Invest in AI tools tailored to your business. Work with a partner who can build them for you, then keep refining them.
Plan for the long-term. You’re not trying to write emails faster. Anyone can do that now. Rather, you’re rethinking how your business operates.
In short, you can’t simply deploy this new tech and hope for the best. You need to put in the work.
And that also means thinking about your people. It means thinking about the value your human workforce brings to the table.
Intelligence vs. experience
In an AI economy, computational intelligence will be a commodity: valuable, but commonplace.
To stand out, organizations will have to cultivate something rarer and more precious: human experience.

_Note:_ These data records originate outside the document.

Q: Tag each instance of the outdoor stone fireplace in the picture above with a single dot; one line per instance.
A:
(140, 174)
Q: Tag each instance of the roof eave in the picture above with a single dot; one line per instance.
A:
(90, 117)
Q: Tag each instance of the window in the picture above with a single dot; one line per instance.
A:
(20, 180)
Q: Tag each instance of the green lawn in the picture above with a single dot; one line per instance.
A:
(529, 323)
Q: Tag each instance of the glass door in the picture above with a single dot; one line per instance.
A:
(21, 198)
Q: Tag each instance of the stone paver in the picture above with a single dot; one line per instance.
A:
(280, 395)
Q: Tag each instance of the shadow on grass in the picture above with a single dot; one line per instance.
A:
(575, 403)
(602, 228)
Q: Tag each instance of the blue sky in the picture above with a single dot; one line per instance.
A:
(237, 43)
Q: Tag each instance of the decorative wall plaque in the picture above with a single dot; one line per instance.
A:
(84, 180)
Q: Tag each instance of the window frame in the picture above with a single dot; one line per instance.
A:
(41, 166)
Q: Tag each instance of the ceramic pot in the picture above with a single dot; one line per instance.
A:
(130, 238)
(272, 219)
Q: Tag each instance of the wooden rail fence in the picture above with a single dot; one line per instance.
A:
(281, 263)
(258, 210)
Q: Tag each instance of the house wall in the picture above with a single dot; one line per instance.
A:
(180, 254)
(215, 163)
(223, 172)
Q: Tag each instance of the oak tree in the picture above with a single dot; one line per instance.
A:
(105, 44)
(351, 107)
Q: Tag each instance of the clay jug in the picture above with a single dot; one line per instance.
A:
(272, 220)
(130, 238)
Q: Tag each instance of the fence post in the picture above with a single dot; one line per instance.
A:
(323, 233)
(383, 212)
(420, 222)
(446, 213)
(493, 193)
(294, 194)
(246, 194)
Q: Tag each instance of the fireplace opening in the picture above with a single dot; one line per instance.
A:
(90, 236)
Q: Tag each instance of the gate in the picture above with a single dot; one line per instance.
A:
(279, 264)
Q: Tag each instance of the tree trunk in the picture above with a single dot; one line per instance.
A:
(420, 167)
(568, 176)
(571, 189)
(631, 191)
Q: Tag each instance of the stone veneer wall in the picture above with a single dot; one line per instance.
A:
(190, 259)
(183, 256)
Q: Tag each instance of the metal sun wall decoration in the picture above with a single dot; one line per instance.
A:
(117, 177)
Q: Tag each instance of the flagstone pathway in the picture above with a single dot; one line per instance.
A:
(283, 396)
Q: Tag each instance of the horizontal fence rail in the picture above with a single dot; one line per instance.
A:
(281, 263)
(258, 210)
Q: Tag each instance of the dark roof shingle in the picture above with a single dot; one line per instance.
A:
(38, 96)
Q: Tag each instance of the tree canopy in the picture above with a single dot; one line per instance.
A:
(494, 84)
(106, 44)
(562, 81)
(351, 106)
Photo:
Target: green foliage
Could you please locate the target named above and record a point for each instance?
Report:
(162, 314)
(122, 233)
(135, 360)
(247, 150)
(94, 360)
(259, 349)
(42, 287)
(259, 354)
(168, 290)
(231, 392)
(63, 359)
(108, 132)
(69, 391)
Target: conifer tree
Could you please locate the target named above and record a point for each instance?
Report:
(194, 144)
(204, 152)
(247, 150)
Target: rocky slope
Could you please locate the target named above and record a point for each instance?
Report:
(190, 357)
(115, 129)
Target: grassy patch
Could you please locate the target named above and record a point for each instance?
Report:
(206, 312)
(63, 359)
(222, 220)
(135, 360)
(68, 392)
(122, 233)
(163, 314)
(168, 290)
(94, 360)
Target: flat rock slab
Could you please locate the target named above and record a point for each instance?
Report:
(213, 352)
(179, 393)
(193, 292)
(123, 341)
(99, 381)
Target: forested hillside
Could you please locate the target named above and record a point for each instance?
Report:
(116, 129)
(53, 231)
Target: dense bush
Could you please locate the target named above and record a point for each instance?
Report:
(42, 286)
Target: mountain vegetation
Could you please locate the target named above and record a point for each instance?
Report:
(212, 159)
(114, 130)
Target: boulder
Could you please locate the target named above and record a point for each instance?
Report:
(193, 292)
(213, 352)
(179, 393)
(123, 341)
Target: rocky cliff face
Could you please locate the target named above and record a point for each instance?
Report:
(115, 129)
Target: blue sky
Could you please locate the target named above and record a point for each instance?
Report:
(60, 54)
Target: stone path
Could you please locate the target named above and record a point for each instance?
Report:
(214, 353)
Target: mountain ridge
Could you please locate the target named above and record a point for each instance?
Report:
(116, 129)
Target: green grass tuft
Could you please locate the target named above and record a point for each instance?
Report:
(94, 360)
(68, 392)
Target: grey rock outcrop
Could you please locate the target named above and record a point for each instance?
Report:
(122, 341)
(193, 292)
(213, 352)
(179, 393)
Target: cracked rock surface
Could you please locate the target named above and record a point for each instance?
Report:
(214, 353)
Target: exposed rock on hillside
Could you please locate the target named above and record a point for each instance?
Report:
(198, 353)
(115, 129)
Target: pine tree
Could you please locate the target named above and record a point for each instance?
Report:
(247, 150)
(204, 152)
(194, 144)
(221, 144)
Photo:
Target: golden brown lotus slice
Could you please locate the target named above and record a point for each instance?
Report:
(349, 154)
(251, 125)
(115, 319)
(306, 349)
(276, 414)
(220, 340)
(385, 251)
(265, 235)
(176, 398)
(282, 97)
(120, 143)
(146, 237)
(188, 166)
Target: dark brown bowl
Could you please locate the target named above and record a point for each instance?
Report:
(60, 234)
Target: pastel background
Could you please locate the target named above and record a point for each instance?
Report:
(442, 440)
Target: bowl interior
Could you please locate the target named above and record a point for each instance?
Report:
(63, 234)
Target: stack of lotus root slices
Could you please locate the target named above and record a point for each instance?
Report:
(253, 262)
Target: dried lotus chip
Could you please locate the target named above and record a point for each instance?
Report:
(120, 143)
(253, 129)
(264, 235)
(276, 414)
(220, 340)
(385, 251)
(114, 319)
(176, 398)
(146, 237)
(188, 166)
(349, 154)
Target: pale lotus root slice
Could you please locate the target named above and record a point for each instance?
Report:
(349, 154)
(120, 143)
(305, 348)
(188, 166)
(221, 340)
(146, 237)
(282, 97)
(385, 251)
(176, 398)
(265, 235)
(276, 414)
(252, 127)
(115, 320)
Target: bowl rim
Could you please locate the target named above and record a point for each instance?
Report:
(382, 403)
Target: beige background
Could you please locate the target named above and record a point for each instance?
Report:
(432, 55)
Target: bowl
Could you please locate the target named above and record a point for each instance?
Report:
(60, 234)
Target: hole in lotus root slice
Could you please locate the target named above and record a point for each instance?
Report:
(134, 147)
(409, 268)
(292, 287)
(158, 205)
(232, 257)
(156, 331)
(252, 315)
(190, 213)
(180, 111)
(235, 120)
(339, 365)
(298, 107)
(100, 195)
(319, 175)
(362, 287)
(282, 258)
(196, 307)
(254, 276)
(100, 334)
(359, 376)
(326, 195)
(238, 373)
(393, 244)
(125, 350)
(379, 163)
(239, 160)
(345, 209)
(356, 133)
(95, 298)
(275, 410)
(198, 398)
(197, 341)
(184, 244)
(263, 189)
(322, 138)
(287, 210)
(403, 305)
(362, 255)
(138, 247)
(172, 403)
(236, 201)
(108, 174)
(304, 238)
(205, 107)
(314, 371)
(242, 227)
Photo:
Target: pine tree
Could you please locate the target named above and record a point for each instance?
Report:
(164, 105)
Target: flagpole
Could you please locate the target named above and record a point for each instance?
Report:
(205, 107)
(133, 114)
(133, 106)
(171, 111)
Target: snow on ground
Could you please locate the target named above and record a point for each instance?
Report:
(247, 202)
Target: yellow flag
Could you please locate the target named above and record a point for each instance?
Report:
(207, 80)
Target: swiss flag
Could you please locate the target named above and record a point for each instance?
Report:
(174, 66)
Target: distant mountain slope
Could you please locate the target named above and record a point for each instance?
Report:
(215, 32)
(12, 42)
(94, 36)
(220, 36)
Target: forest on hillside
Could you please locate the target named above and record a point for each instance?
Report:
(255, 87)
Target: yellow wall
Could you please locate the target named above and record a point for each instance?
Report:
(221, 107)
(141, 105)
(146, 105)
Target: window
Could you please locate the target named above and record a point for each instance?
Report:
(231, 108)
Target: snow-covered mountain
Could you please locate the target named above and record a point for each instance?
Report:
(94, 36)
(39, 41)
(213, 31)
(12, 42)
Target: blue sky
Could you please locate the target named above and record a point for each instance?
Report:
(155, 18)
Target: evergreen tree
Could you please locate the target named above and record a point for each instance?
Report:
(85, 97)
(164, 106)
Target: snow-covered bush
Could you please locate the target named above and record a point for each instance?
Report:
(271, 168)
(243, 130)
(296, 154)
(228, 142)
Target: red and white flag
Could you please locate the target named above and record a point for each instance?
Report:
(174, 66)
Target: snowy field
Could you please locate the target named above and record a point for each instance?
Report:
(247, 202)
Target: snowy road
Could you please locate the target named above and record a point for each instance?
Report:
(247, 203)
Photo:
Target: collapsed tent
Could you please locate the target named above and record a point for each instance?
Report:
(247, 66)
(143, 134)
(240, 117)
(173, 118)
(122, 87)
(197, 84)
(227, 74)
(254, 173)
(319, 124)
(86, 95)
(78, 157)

No, not the experience in job resumes.
I mean what you’ve seen and done. What you believe in. Who you are, deep down. In other words, not what you know but what you’ve lived through. This is what shapes your ability to inspire and support others. This is what builds connections and social influence.
As I discussed with neurologist Lorena Llobenes on our podcast, the real human advantage is our ability to connect, empathize, and leverage the sum of our life experiences — qualities AI cannot replicate.
This will be your business differentiator: the human factor.
Moving forward, the best leaders won’t be the best managers. AI will be doing most of the managing. Instead, the best leaders will be those who can amplify human experience in a world of computational intelligence.
Because the more we embrace our shared humanity and diversity — the more we can trust each other and work together while putting love at the center.
Because only human love is real love. And that’s more valuable than any language model.